[My novel, Red Heart, is on sale for $4 this week. Daniel Kokotaijlo liked it a lot, and the Senior White House Policy Advisor on AI is currently reading it.]
“Formal symbol manipulations by themselves … have only a syntax but no semantics. Such intentionality as computers appear to have is solely in the minds of those who program them and those who use them, those who send in the input and those who interpret the output.”

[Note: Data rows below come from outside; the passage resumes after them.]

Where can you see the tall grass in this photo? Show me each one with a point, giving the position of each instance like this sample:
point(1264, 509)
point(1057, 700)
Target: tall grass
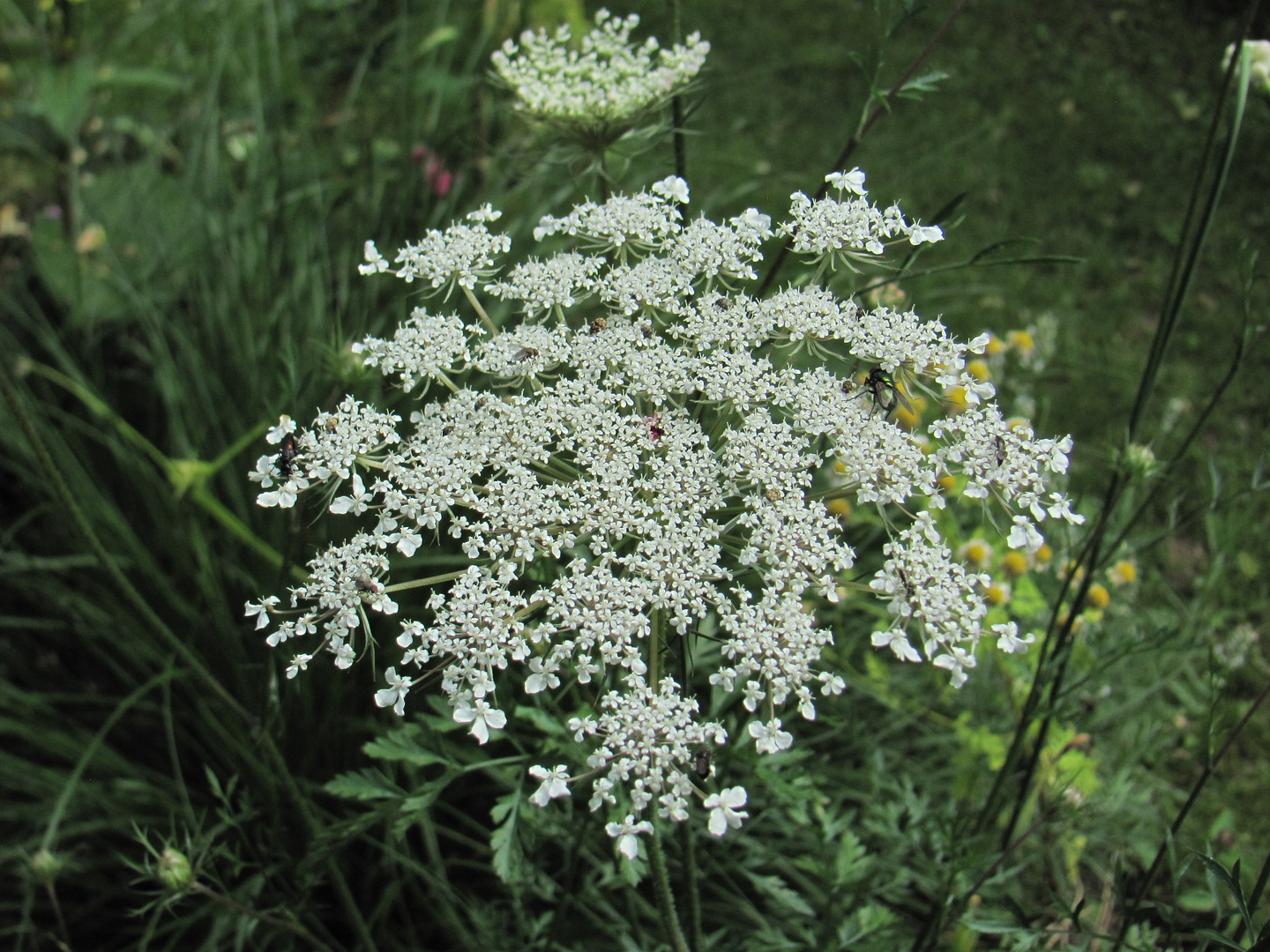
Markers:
point(238, 153)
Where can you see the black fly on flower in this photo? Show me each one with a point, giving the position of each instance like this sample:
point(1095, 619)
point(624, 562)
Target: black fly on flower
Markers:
point(884, 391)
point(288, 455)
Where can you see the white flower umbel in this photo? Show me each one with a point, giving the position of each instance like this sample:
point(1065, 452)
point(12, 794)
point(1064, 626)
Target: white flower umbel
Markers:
point(848, 228)
point(606, 86)
point(637, 457)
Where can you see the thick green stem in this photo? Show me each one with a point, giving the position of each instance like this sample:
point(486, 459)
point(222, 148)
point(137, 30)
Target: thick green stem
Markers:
point(484, 317)
point(664, 900)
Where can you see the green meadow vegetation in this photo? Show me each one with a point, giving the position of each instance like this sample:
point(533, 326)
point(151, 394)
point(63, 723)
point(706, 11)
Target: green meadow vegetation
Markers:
point(185, 187)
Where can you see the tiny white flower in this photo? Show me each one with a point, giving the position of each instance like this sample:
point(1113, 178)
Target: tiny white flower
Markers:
point(1024, 536)
point(979, 344)
point(1061, 509)
point(299, 663)
point(897, 641)
point(770, 738)
point(925, 233)
point(482, 716)
point(395, 693)
point(1009, 640)
point(285, 426)
point(375, 263)
point(260, 611)
point(556, 784)
point(673, 188)
point(851, 181)
point(355, 502)
point(725, 811)
point(626, 833)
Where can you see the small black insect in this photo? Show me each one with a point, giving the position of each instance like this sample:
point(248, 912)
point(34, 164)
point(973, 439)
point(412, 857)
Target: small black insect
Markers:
point(701, 763)
point(286, 456)
point(882, 387)
point(369, 585)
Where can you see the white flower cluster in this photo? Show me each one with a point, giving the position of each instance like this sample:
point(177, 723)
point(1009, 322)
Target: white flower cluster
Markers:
point(646, 446)
point(609, 81)
point(848, 225)
point(459, 256)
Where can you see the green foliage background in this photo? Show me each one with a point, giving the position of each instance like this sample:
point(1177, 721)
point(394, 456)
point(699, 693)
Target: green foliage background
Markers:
point(238, 152)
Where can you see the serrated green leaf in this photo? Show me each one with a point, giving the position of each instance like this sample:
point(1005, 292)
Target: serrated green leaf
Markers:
point(401, 746)
point(1213, 936)
point(503, 839)
point(779, 890)
point(366, 784)
point(540, 718)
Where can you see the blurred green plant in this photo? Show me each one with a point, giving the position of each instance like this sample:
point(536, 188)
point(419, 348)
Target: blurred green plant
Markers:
point(184, 195)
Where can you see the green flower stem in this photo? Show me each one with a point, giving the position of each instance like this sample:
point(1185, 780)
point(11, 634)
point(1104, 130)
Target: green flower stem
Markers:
point(444, 378)
point(187, 476)
point(481, 311)
point(167, 635)
point(654, 648)
point(664, 900)
point(292, 926)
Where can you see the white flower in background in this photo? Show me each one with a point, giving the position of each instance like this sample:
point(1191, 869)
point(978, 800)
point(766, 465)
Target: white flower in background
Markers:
point(626, 833)
point(1009, 640)
point(609, 83)
point(638, 456)
point(481, 715)
point(725, 811)
point(394, 695)
point(556, 784)
point(426, 346)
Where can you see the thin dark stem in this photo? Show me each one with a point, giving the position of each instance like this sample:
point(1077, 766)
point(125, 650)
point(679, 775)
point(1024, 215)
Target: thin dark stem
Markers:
point(64, 495)
point(1209, 770)
point(696, 940)
point(1090, 556)
point(57, 913)
point(1254, 899)
point(854, 143)
point(681, 163)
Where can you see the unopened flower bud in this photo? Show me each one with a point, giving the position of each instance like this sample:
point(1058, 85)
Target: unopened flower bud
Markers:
point(175, 870)
point(45, 867)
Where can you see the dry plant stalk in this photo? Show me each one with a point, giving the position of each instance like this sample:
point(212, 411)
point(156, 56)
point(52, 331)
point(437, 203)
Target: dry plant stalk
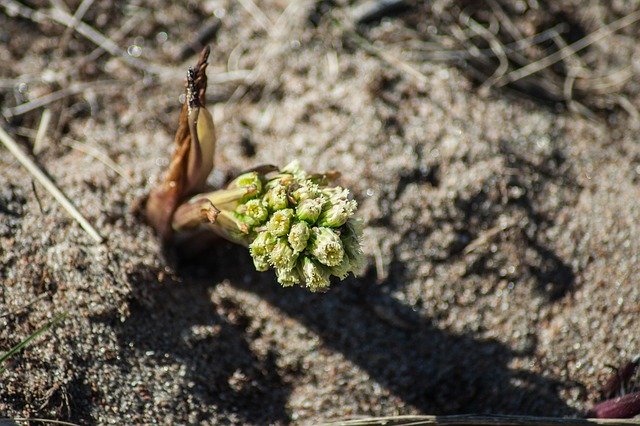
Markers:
point(296, 223)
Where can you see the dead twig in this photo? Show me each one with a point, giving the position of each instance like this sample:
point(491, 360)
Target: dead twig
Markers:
point(77, 17)
point(45, 120)
point(32, 168)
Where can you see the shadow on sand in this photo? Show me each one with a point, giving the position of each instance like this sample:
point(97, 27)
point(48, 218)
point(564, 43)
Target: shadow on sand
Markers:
point(431, 369)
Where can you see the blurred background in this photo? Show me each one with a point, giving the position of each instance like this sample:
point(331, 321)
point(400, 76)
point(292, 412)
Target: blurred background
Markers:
point(492, 146)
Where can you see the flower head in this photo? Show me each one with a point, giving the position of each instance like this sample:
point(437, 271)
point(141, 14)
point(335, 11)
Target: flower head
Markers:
point(293, 223)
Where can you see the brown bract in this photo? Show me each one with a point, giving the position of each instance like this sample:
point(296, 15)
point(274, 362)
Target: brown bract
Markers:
point(188, 169)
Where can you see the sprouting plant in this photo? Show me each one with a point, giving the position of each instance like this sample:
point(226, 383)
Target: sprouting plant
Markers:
point(296, 223)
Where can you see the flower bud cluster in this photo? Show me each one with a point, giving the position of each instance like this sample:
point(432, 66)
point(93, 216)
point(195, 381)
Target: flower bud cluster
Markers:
point(295, 224)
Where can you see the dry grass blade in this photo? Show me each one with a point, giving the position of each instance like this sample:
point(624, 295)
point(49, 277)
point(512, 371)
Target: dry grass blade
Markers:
point(62, 17)
point(569, 50)
point(28, 420)
point(496, 47)
point(257, 14)
point(28, 163)
point(73, 89)
point(485, 420)
point(98, 155)
point(45, 120)
point(17, 348)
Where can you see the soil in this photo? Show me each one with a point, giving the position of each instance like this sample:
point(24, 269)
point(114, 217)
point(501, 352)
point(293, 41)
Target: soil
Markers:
point(502, 231)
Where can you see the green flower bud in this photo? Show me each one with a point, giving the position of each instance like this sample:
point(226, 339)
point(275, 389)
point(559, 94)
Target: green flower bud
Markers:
point(338, 213)
point(326, 246)
point(287, 278)
point(295, 169)
point(247, 180)
point(342, 270)
point(306, 190)
point(260, 249)
point(298, 236)
point(351, 243)
point(315, 275)
point(261, 265)
point(309, 210)
point(276, 197)
point(282, 256)
point(255, 211)
point(280, 222)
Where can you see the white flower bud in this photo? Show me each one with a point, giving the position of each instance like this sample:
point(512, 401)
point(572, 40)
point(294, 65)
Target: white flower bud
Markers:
point(276, 197)
point(299, 235)
point(315, 275)
point(326, 246)
point(280, 222)
point(282, 255)
point(260, 250)
point(309, 210)
point(287, 278)
point(338, 213)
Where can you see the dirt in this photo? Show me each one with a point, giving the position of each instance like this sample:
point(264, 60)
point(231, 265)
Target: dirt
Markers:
point(502, 232)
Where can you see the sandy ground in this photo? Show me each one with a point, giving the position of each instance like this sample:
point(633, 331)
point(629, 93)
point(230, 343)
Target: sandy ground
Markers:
point(503, 233)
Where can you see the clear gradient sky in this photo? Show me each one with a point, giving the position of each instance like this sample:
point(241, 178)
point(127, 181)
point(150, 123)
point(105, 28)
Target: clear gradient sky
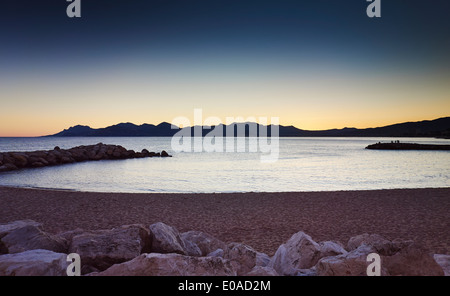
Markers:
point(315, 64)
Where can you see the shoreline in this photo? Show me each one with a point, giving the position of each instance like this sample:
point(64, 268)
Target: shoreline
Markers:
point(263, 220)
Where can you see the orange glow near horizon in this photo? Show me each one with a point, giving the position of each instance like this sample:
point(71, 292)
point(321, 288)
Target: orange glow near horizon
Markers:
point(336, 99)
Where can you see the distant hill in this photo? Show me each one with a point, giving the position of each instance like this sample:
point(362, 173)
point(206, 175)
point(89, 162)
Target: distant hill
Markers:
point(427, 128)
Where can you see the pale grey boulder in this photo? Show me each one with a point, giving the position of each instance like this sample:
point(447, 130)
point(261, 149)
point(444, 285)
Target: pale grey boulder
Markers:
point(34, 263)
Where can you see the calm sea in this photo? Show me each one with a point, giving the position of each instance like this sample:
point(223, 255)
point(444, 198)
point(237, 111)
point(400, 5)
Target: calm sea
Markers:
point(304, 164)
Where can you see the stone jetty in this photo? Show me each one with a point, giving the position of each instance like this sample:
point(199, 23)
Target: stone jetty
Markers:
point(407, 146)
point(10, 161)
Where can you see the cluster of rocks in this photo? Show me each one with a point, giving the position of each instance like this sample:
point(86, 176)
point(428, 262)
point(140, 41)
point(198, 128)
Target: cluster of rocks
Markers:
point(15, 160)
point(160, 250)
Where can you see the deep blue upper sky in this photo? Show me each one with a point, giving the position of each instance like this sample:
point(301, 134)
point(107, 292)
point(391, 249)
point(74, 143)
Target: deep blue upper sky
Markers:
point(185, 46)
point(40, 29)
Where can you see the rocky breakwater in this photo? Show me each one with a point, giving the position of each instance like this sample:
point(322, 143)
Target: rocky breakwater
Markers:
point(160, 250)
point(10, 161)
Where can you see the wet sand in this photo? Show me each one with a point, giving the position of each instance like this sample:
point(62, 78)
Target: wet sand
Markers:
point(261, 220)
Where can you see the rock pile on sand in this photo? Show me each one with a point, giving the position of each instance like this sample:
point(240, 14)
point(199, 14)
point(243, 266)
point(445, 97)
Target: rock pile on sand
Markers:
point(160, 250)
point(10, 161)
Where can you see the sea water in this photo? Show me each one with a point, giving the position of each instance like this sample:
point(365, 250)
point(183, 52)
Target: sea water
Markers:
point(304, 164)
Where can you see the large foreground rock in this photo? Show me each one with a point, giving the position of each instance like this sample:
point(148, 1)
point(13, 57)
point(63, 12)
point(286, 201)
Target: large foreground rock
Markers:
point(156, 264)
point(300, 252)
point(397, 258)
point(412, 261)
point(444, 262)
point(24, 235)
point(33, 263)
point(101, 249)
point(166, 239)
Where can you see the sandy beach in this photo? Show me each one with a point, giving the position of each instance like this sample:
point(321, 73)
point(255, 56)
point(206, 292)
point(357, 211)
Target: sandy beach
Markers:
point(261, 220)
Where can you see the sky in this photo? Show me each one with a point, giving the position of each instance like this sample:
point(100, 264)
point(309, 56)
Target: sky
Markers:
point(316, 64)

— John Searle, originator of the “Chinese room” thought experiment
A colleague of mine, shortly before Red Heart was published, remarked to me that if I managed to write a compelling novel set in China, told from Chinese perspectives — without spending time in the country, having grown up in a Chinese-culture context, or knowing any Chinese language — it would be an important bit of evidence about the potency of abstract reasoning and book-learning. This, in turn, may be relevant to how powerful and explosive we should expect AI systems to be.
There are many, such as the “AI as Normal Technology” folks, who believe that AI will be importantly bottlenecked on lack of experience interacting with the real world and all its complex systems. “Yes, it’s possible to read about an unfamiliar domain, but in the absence of embodied, hands-on knowledge, the words will be meaningless symbols shuffled around according to mere statistical patterns,” they claim.[1] ChatGPT has never been to China, just as it hasn’t really “been” to any country. All it can do is read.[2] Can any mind, no matter how fast or deep, build a deep and potent understanding of the world from abstract descriptions?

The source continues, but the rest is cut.